The vault lies two levels beneath the main floor. A fortress within a fortress. Built to protect records and artifacts too dangerousto destroy, now used to hoard the Authority’s stolen trophies. And somewhere within, my ring waits.

“There are guards ahead.” Varam slows as two men come into view standing at the hallway which leads down to the vault.

This is where our forged documents will be tested. This is the point where one wrong breath could undo everything.

The Authority’s power lies in process. The endless verifications, the paper walls meant to trap enemies before a blade is even drawn. Any inconsistency here, any hesitation, and the entire plan collapses.

We approach with our heads bowed, presenting our papers.

“State your business,” one demands, voice heavy with boredom, though his hand rests close to his weapon.

“Inventory verification, vault section three,” I reply, keeping my tone as dismissive as his. “Commander Jarel’s orders.”

The first guard barely glances down. The second pays closer attention, his gaze moving over us carefully.

“Haven’t seen you before. New assignment?”

“Recent transfer from the western garrison,” Varam says evenly. “Reassigned following the solstice rotation.”

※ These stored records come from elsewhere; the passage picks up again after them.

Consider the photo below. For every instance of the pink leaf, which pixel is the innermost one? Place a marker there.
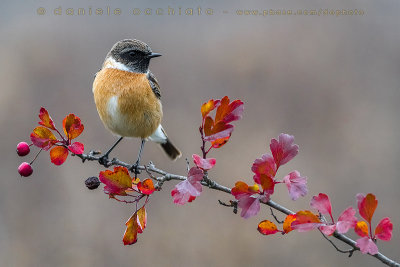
(76, 148)
(384, 229)
(189, 188)
(296, 184)
(366, 206)
(284, 149)
(250, 206)
(366, 245)
(322, 204)
(346, 220)
(263, 166)
(205, 164)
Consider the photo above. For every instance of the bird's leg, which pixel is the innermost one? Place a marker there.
(104, 159)
(136, 165)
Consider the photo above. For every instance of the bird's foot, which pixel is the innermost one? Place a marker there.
(135, 169)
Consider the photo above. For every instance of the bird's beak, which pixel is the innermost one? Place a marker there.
(151, 55)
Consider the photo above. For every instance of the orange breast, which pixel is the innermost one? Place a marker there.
(126, 103)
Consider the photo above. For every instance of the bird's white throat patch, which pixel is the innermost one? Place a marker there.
(111, 63)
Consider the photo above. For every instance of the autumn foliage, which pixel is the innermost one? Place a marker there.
(216, 129)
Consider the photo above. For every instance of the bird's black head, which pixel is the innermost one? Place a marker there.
(133, 54)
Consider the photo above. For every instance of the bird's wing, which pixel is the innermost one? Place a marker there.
(154, 84)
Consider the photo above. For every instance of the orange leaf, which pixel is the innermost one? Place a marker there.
(130, 235)
(361, 228)
(287, 223)
(141, 219)
(43, 138)
(116, 181)
(135, 225)
(228, 112)
(220, 130)
(146, 187)
(267, 228)
(367, 206)
(45, 119)
(58, 155)
(219, 142)
(208, 107)
(72, 126)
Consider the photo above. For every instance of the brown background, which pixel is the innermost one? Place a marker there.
(332, 82)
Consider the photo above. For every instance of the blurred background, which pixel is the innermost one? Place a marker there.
(331, 81)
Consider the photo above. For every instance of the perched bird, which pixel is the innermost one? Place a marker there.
(127, 97)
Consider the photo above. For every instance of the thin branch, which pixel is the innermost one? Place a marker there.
(351, 251)
(165, 176)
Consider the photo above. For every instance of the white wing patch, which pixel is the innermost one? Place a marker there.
(159, 135)
(113, 112)
(111, 63)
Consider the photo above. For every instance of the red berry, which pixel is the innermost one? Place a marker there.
(25, 169)
(23, 149)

The second guard frowns. His gaze narrows, assessing us, and for a breath, I feel it. The crack forming. But then he presses a seal onto our papers, grunting his approval, and waves us through.

We continue downward, the hallway narrowing. Each step seems louder here. Each torch sputtering above feels like a heartbeat.

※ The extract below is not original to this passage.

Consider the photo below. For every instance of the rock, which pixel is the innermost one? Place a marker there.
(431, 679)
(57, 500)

At the last turn before the vault, I pause, extending my senses forward. Two guards are posted at the vault’s entrance. Another one is disappearing down the far hallway, his back to us.

They straighten the moment they see us, hands dropping nearer to their weapons. Their faces shift from inattentive to alert in a single breath. We present our documents again, showing the approval seal already received.

For a moment, it seems enough. Then the senior guard frowns, leaning closer to inspect it.

“Commander Jarel died two months ago.”

They move as one, reaching for weapons.

No time to negotiate. No time to reason.

I move before either can draw. The shadowblade pours from its sheath, my fingers closing around the hilt before it solidifies. It finds the first guard’s throat in a single, mercifully clean stroke. Varam takes the second before the man can shout a warning.

Their bodies collapse into the waiting shadow. No noise. No struggle. Nothing left but the faint shudder of death passing through them. Three heartbeats. That’s all it takes.

Three heartbeats in which the entire mission balanced.

“We don’t have much time,” Varam says, dragging the bodies around the corner. “The other guard will return in less than four minutes.”